Angered by his gang's defeat, Brother Sum hires the Harpists, a pair of skilled assassins who fight using a magical Guqin. They strike Pig Sty Alley at night as Coolie, Tailor and Donut are preparing to depart, having been evicted for antagonising the gang. The three are quickly overwhelmed, prompting the Landlord and Landlady, revealed to be Kungfu masters, to intervene. Although the killers and the Axe Gang are driven off, the three evictees suffer fatal injuries. The Coolie is decapitated, the Tailor dies from severe stab wounds, and Donut dies from a sustained injury. The Landlord and Landlady evacuate Pig Sty Alley out of concern for their tenants' safety.
The following day, after being humiliated and pummeled by a clerk he had previously antagonised, Sing mugs the female ice cream vendor from the earlier scene. She is revealed to be the mute girl from his childhood whom he had vainly tried to defend. He recognises the old lollipop she offers him as a token of her gratitude, but becomes upset, rebuffing her and berating Bone. Later, while despairing in the gutter, he is picked up by the Axe Gang and joins their ranks. Brother Sum, having earlier witnessed Sing's ability to quickly pick locks, instructs him to sneak into a mental asylum to free a notorious assassin, the Beast, the Ultimate King of Killers.
Brother Sum is initially skeptical that Sing has freed the right man because of the Beast's flippant attitude and sloppy appearance, but is ultimately convinced when he stops a bullet between his fingertips. Immediately afterward, the Beast approaches the Landlord and Landlady, who have come to Sum's casino. Exchanging introductions, Landlady explains that the good cannot coexist with the bad, moving Sing and changing him for the better. The Beast, Landlord and Landlady then engage in fierce battle and, using a giant funeral bell as a megaphone to amplify the Landlady's Lion's Roar, the couple nearly defeat the more powerful Beast. His desperate move, however, successfully pins them in mutual joint locks. Sing, stimulated by his newfound righteous nature, approaches the Beast and smashes his head with a table leg. The Beast angrily retaliates, pulverising Sing. Fortunately, Sing is spirited away to safety by the Landlord and Landlady when the Beast's back is turned. The Beast casually kills Brother Sum when rebuked and declares himself undefeatable.
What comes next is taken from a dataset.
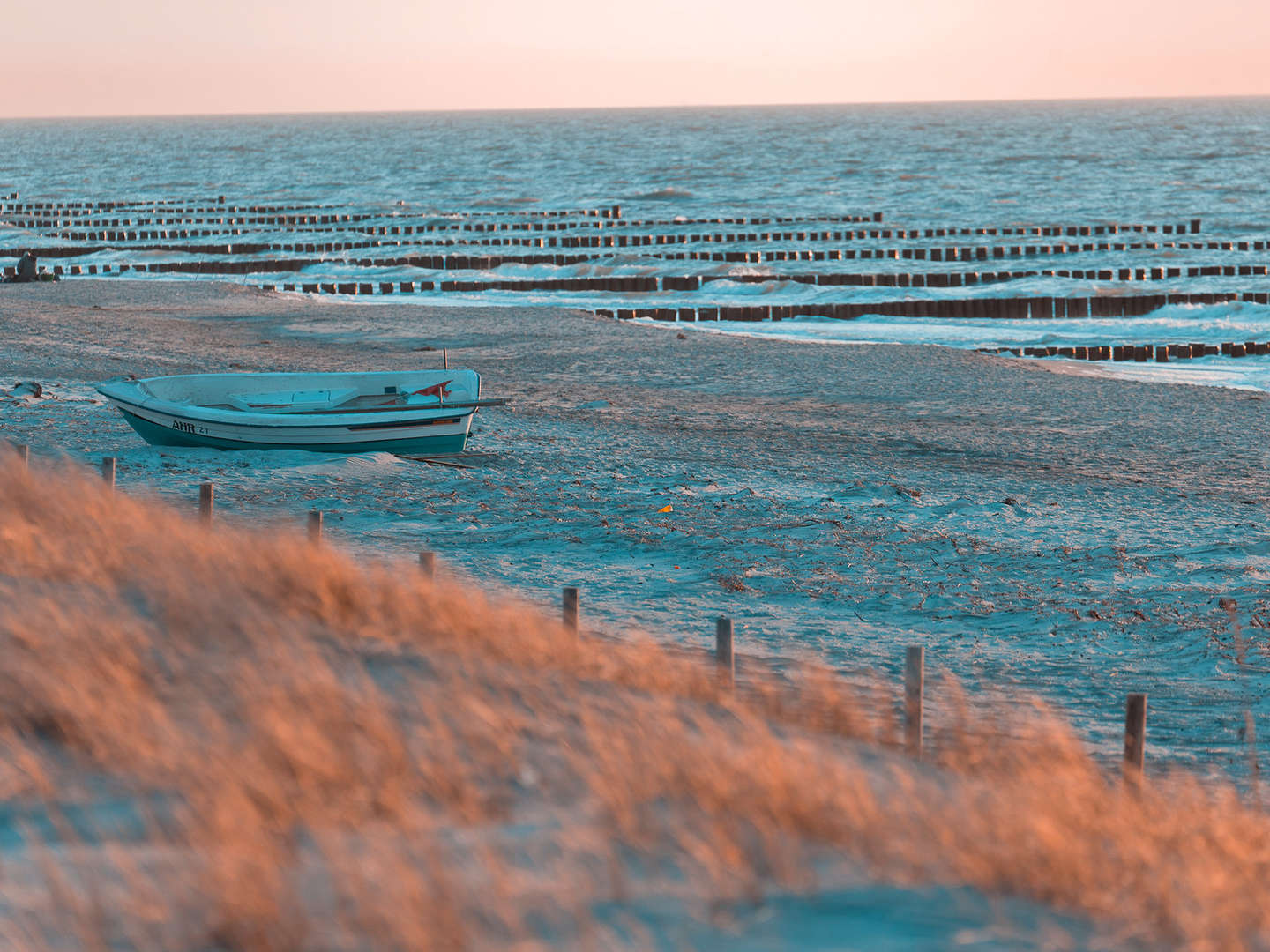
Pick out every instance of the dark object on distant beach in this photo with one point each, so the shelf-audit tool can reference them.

Back in the Alley, Sing, wrapped head-to-toe in bandages and treated with Chinese medicine, undergoes metamorphosis. He quickly recovers from his wounds, and his latent potential as a Kungfu genius is realised. He engages the Axe Gang and the Beast, fending off the gangsters with ease. However, the Beast's Toad Technique sends Sing flailing high into the sky, where Sing realises how to wield the Buddhist Palm and dives back downwards with his palm outstretched and body ablaze. He creates a giant hand-shaped crater in the ground and easily subdues the Beast's last move. The Beast concedes defeat, and Sing calmly offers to make the Beast his student; weeping in gratitude, he kneels at Sing's feet and calls him "master".
Some time later, Sing and Bone open a candy store that specialises in lollipops. When the mute ice cream vendor walks by, Sing goes out to meet her. The two see each other as their childhood selves and run happily into the shop. Outside, the same beggar who sold Sing the Buddhist Palm manual offers a selection of martial arts manuals to a boy eating a lollipop.